Fetchlands + duals is a formula used by almost all the top decks in every format that allows them. The main advantage is monumental consistency.
Verdant Catacombs, for instance, can fetch any of the following original dual lands:
- Badlands (Swamp / Mountain)
- Bayou (Swamp / Forest)
- Savannah (Forest / Plains)
- Scrubland (Plains / Swamp)
- Taiga (Mountain / Forest)
- Tropical Island (Forest / Island)
- Underground Sea (Island / Swamp)
That translates into easy access into any color you need, significantly superior to even what you'd get running a full set of Shards of Alara tri-lands.
In addition,
- The duals you fetch can produce two colors, so you'll have good color depth among the lands you have in play (color depth is an advantage of multi-color non-basics in general).
- Fetches provide a way to shuffle away the top of your library, commonly employed with cards like Brainstorm and Sensei's Divining Top: put the cards you want on top of your library and the cards you don't underneath them, draw the cards you want, then crack your fetchland to shuffle the chaff away.
- Many multi-color lands come into play tapped at least some of the time. Both old-school duals and shocklands can come into play untapped, so there's no loss of momentum compared to playing basic lands.
- Since cracking a fetchland actually removes another land from your library, it thins your deck, reducing your likelihood to draw lands in the late game when you'd rather have spells. This effect is rather marginal, but it's a tiny little bonus.
- Fetches basically double your landfall triggers.
- Unlike other non-basics, these lands make it very easy to use domain-like abilities. This is basically why "Zoo" even exists as a deck type in Modern and Legacy. In Commander you'll see this used to support some powerful cards like Collective Restraint.
- Fetchlands give you an easy way to put lands in your graveyard, which powers up Deathrite Shaman, Tarmogoyf, Life from the Loam combos, threshold cards, and other stuff.

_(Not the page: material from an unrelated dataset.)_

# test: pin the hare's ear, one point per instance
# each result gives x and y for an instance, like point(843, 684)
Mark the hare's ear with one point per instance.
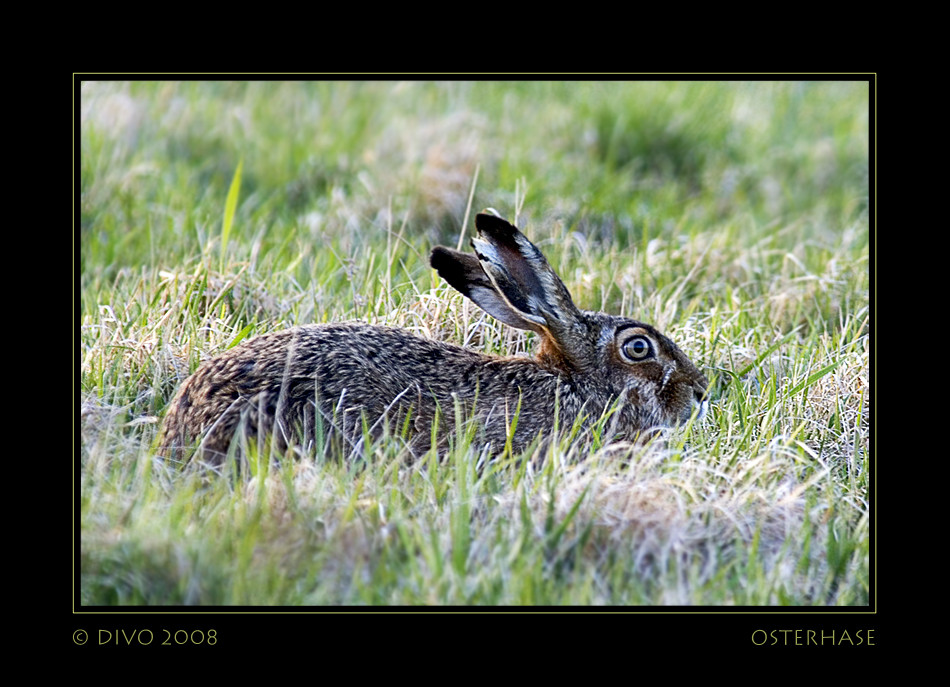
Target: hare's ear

Why shouldn't you play fetches, duals, and shocks, besides the cost of owning the cards?
Strategically speaking,
- Fetch abilities can be countered by a few rare effects. In Legacy, the spell for this is Stifle. In Commander, you could fall prey to repeatable effects like Azorius Guildmage or Voidmage Husher.
- Fetches are vulnerable to search hosers like Aven Mindcensor and Shadow of Doubt. Commander has a very powerful hoser: Stranglehold.
- A heavily non-basic mana base is vulnerable to non-basic-land hate like Wasteland, Back to Basics, Blood Moon, Price of Progress, and Ruination. Experienced players can easily mitigate many of these effects by using their fetchlands to get basic lands, though; ultimately you still have better protection against them than you would with a multicolor deck that doesn't use fetches and duals.
- Fetches and shocks drain your life. A couple life here and there seems inconsequential, but it can add up pretty quickly.
Also, practically speaking, shuffling your deck all the time is annoying. I can't even shuffle 100 sleeved cards without splitting the deck in half. Although you can at least reduce some of the inconvenience by cracking fetches on an opponent's turn (similar to proper Divining Top etiquette).